The practical consequences of the government's interpretation persuade us that it is wrong. One such consequence is the cost to the applicant of having to file multiple fee applications. United States v. 329.73 Acres, 704 F.2d 800, 810-11 (5th Cir.1983), holds, and the government does not question, that the Equal Access to Justice Act, like other attorney-fee statutes, allows a prevailing party in appropriate cases to obtain an award of fees for time spent prosecuting or defending an appeal as well as for time spent litigating in the district court. Cf. Bond v. Stanton, 630 F.2d 1231, 1234 (7th Cir.1980). This in itself is a damaging concession for the government to make since if "final judgment" means final judgment in the district court a prevailing party would have to file an application for fees on appeal before the amount of those fees was known. As this would be a rather absurd way of proceeding we interpret the government's concession to mean that, for purposes of getting an award of fees for appellate work, "final judgment" means the final decision of the appellate court. This shows that "final judgment" indeed does not have one meaning and also that under the government's view Mrs. McDonald would have had to file a second fee application, for any appellate work (if the government had pursued its appeal), after the end of the appellate proceedings. It makes more sense, at least from the claimant's viewpoint, to be able to file a single application at the conclusion of all the proceedings, though if the government unreasonably resists the fee application, and the claimant seeks fees for proving fees, as in Bond v. Stanton, supra, 630 F.2d at 1235, or Muscare v. Quinn, 680 F.2d 42 (7th Cir.1982), the claimant would have to file a supplementary fee application after the conclusion of the proceeding on his initial fee application.

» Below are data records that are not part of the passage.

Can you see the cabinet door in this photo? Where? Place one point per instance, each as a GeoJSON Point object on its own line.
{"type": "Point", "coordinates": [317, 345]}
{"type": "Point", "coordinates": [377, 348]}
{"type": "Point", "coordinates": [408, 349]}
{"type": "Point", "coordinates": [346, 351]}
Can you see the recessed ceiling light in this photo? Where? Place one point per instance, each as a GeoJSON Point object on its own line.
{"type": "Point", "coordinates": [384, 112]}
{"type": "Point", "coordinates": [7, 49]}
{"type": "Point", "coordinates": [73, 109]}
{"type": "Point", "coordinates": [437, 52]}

The other side of the coin is that requiring the fee application to be filed within 30 days of the district court's final judgment would allow the application to be acted on in time for any appeal from the fee award to be consolidated with the appeal from the judgment, thus effecting a judicial economy at the court of appeals level. This would parallel suggestions that have been made for establishing, by order of court, deadlines for filing applications for attorney-fee awards under other statutes. See, e.g., Obin v. International Ass'n of Machinists & Aerospace Workers, 651 F.2d 574, 583 (8th Cir.1981). But there is no indication that the Congress that enacted the Equal Access to Justice Act was worried about the burdens the Act might place on the courts of appeals. And in any event the judicial economy may be largely illusory if as we have said the claimant is entitled in suitable cases to reimbursement of appellate fees. It may be illusory for another reason. The legislative history indicates and the government concedes that the 30-day provision in the Act was meant to establish a deadline, not a starting point. H.R.Rep. No. 1418, 96th Cong., 2d Sess. 18 (1980), U.S.Code Cong. & Admin.News 1980, p. 4953. The claimant can apply for fees as soon as he has prevailed, i.e., as soon as the district court has entered its final judgment; and in many cases the claimant's lawyer, being hungry to see some cash, will do just that and the advantages of consolidated appeals will be realized. (As we shall see, the lawyer will not actually be paid till all appellate proceedings are...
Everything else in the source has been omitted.